釜中さんの声は、若干ルーズさがある反面、素朴さと軽快さも併せ持つ特徴的な声なのですが、この曲を歌われている岡本さんの声は、より響きが豊かで、人肌のような温度感を感じます。

この曲の歌詞では、ある恋が終わってしまったときの「僕」の後悔や自責の念が描かれているのですが、各ブロックの最後が「つまんない映画だな」あるいは「つまんない」という言葉で締められています。
これは終わってしまった自分の恋を映画に例えている描写ですが、その恋が「つまらないものだった」とすることで、「終わってしまったことについて自分に非はない」と、自分を擁護している、あるいは自分から目を背けているようにも感じました。

もちろん「僕」としては、「肝心な場面になって火がつかない」「古い映画で使ってた錆びた銀のライター」のように、自分の不甲斐なさ・至らなさや、それによって恋が終わってしまったことを十分に認識しています。
「映画のように何度も巻き戻せないさ」と語るほど、恋を終わらせてしまったことの、取り返しのつかなさ・ままならなさを理解しています。
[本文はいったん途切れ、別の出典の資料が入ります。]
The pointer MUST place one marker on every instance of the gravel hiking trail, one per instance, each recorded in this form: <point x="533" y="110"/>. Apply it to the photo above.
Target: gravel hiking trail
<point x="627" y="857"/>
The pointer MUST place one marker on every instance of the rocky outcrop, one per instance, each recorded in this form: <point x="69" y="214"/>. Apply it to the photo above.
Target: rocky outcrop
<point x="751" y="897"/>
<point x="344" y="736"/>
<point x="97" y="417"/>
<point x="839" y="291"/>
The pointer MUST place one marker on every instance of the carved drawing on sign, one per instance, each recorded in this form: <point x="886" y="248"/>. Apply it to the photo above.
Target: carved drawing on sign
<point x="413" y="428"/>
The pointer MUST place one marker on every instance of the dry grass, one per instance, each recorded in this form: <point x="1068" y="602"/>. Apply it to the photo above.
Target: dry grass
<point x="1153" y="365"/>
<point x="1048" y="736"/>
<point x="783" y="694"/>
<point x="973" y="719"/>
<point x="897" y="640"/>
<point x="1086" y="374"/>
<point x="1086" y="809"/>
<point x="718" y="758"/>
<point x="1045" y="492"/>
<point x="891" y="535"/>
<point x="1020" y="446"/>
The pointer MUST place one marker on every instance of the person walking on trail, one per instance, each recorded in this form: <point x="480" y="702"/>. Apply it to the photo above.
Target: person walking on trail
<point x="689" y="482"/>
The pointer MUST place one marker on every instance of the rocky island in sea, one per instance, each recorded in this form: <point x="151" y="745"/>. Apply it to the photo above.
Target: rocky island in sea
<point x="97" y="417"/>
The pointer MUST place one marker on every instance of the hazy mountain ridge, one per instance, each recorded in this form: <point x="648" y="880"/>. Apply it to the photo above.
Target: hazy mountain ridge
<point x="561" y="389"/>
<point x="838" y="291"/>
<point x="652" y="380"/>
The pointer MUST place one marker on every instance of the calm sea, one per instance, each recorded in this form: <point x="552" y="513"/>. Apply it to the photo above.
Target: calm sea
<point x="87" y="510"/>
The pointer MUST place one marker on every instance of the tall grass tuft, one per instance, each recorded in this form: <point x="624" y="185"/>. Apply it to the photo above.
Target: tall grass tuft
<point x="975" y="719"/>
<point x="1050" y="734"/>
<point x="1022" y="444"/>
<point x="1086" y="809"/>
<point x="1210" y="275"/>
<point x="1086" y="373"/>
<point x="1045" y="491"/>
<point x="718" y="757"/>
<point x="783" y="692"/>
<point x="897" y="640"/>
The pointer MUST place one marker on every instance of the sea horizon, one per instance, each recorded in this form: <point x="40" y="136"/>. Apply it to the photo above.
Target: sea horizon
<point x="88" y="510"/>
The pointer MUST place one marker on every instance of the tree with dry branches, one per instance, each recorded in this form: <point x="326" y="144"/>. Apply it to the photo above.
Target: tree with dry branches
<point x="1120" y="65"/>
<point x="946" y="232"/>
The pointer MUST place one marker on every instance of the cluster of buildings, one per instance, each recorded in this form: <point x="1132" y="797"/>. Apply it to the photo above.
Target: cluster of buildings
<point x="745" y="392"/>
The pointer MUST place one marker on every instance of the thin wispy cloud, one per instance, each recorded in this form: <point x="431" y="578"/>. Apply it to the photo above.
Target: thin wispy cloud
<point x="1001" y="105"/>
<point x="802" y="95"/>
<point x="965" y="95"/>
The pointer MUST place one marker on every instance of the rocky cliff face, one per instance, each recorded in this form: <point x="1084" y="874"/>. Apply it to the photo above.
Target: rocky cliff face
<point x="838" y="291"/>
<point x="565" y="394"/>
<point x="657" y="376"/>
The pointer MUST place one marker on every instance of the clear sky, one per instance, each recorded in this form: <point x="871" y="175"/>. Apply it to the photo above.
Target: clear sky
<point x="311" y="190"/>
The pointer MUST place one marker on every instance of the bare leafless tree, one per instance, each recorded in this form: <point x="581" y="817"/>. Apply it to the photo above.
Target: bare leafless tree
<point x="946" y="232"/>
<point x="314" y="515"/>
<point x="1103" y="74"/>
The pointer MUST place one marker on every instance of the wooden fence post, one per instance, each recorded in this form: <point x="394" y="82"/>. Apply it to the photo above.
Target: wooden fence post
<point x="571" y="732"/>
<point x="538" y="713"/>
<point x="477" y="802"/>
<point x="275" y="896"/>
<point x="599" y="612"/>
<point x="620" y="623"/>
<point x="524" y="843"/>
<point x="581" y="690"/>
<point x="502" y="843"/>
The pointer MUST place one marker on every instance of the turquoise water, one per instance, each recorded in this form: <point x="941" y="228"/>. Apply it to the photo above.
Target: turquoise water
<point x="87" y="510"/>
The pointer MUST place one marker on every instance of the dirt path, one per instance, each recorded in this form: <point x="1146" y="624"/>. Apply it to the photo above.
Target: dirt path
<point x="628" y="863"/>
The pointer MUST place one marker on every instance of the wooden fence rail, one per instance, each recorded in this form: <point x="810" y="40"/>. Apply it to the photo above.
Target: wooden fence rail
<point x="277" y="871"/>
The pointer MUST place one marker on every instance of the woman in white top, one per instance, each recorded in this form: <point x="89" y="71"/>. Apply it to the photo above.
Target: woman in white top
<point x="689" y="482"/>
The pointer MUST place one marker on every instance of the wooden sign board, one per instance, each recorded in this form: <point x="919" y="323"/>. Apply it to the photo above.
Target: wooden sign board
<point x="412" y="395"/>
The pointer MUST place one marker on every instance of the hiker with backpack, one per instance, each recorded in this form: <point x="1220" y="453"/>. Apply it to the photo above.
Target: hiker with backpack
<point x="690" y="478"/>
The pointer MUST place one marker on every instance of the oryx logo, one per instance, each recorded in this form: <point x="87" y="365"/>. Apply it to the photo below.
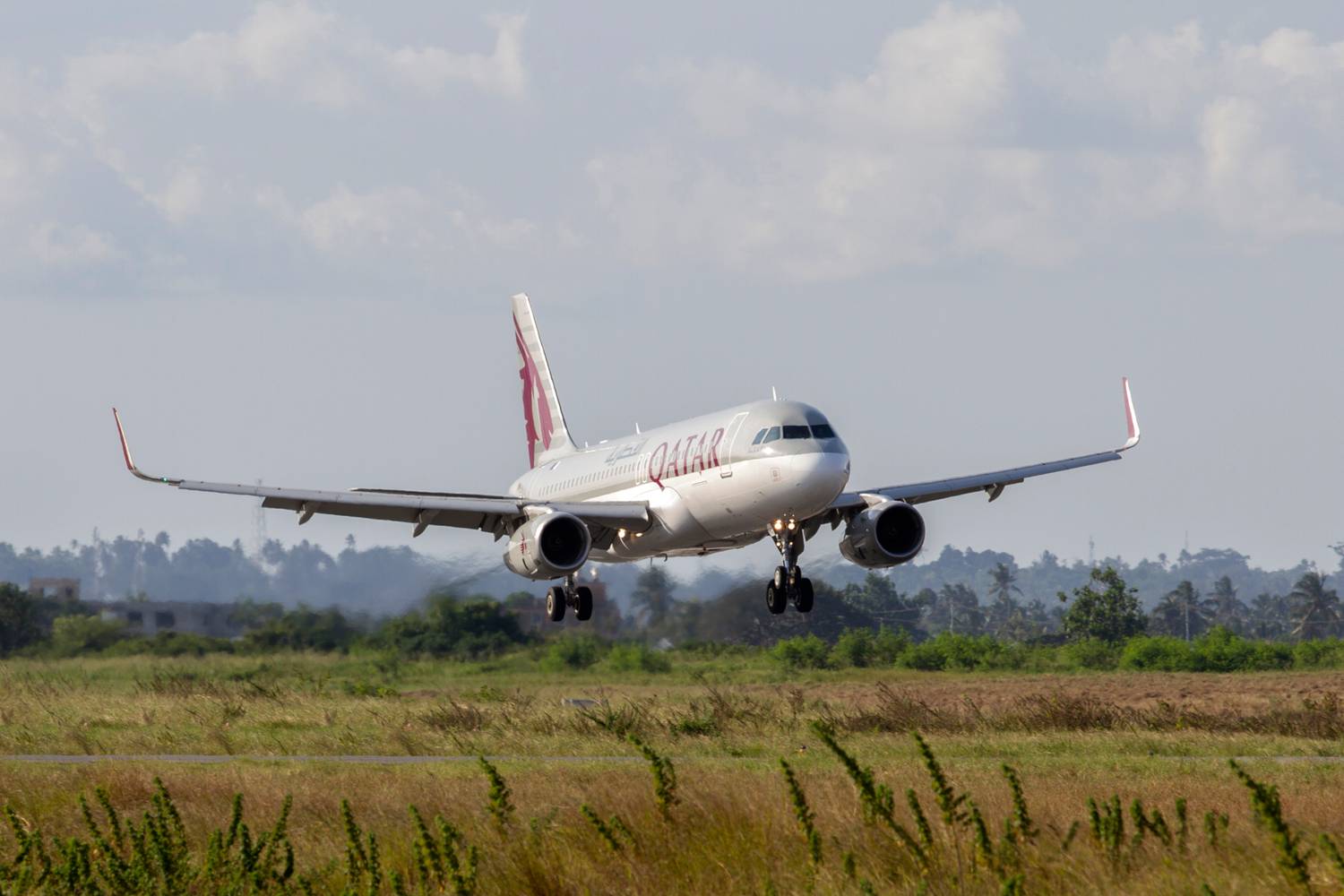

他方で、「僕らにはエンドロールも待ってはいないさ」とも語られています。
映画のエンドロールは、物語が終わったことを示すとともに、観客にその余韻を味わわせ、徐々に日常の世界へ戻す機能も有しているように思いますが、そんなエンドロールもない映画、突然終わり、もはや映画とさえ言えない代物のように、この恋が(例え自分のせいであるとしても)「僕」としては満足のいかない・後味の悪い・苛立ちを隠せないものであったことが窺えます。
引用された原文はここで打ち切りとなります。